Chilly Scenes of Winter Page 6
“You don’t have a hair dryer, do you?”
“Of course not. What would I be doing with that?”
“A lot of men blow-dry their hair now.”
“I don’t want all that junk around me. What would I have a hair dryer for?”
He is cantankerous. That’s probably the real reason Susan’s leaving. If Doctor Mark’s Cadillac will start.
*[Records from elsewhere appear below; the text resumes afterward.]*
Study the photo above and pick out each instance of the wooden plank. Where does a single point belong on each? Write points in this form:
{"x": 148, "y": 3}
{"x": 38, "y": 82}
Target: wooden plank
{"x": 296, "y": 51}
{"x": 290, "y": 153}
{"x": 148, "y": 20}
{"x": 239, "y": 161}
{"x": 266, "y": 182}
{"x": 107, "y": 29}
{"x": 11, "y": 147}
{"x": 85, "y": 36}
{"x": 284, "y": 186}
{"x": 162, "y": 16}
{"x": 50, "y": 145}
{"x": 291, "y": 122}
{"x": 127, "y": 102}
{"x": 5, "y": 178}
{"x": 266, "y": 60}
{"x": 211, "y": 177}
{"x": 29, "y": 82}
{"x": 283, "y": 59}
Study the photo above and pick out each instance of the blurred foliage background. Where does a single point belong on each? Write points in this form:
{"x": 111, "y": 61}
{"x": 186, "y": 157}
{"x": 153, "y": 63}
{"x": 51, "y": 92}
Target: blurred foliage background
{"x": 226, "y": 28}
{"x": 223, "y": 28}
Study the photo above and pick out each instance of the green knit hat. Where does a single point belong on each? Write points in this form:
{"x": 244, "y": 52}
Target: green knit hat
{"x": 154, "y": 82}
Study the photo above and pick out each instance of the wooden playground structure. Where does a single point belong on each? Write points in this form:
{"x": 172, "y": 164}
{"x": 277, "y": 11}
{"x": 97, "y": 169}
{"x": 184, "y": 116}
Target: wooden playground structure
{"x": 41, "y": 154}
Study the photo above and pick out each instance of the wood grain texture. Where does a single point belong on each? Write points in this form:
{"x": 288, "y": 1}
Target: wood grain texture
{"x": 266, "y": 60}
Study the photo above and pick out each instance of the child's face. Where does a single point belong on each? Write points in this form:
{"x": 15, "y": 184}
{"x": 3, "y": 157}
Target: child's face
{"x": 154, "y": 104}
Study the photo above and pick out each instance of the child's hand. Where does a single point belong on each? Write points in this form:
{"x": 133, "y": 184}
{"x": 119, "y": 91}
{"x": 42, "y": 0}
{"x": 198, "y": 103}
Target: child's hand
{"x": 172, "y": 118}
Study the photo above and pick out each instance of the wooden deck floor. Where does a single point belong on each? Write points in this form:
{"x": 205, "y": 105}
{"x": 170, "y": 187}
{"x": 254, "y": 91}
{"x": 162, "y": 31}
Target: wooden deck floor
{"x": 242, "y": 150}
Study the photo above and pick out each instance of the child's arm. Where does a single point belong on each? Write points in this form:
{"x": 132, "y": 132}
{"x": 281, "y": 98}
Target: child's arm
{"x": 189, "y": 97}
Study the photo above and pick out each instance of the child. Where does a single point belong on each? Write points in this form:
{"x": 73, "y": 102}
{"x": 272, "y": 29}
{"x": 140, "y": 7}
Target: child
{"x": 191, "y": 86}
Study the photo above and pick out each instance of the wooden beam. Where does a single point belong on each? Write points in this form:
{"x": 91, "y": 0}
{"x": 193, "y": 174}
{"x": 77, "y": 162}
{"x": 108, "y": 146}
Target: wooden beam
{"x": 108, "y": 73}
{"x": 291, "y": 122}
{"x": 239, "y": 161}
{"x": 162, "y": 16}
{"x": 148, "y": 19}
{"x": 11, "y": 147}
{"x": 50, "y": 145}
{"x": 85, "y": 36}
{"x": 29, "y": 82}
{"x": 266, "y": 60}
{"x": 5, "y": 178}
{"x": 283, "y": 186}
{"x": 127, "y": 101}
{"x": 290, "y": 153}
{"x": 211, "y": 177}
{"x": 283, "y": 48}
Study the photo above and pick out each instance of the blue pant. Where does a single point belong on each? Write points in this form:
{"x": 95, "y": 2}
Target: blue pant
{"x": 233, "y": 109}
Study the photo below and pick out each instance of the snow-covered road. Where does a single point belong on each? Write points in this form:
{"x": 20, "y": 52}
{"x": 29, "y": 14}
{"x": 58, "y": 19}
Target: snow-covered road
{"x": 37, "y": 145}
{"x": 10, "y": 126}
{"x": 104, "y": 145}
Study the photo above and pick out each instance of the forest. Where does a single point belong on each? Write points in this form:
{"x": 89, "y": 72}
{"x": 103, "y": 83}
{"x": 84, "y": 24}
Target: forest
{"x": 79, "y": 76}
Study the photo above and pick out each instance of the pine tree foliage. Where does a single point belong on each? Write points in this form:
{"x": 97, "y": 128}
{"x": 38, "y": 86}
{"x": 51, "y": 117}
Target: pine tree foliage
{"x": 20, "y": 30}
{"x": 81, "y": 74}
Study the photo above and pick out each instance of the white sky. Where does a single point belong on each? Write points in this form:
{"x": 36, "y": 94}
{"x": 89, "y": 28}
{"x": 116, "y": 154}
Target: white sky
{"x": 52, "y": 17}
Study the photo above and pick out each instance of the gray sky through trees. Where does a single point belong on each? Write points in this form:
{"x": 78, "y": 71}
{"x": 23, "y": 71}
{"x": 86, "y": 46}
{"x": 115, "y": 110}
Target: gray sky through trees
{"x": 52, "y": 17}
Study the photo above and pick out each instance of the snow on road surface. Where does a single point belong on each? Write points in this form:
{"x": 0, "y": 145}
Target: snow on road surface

“Does Mark use a hair dryer?” he calls.
No answer. The rumble of the television. He looks at the thermometer on the window outside. It is twenty-eight degrees. The thermometer was a Christmas gift from an uncle in Wisconsin. An ornamental squirrel is huddled on top of it. It is made out of some plastic-looking black material. The squirrel looks like it won’t make it. There is a black plastic nut in its paws. Charles goes back to the cabinet, looking for the jar of bird seed. He finds it, shoved to the back of the highest shelf. There is also another box of Tuna Helper there, and a jar of Heinz Kosher Dills. They will definitely be going out for dinner. Charles gets his jacket from the closet in the living room, zips it. Twenty-seven, and he still has trouble zipping his jacket. “You approach it with too much hostility,” Laura told him. “You have to glide it up. You do it all wrong; you jerk it. A zipper will never work if it’s jerked.” Laura used to zip his jacket for him. When she went back to her husband he couldn’t stand to see the jacket. He went out and bought a raincoat, but that wasn’t warm enough, and he had a sentimental attachment to the jacket, so eventually he started wearing it again. One of the girls he had once loved (the one he still sort of loves, but she’s no good for him) gave it to him five years ago as a Christmas present. She got tired of sewing buttons on his blue pea jacket, and on Christmas morning he opened the box with the brown jacket in it. There was a chocolate heart wrapped in red foil inside. Where did she ever find a Valentine’s Day heart in December?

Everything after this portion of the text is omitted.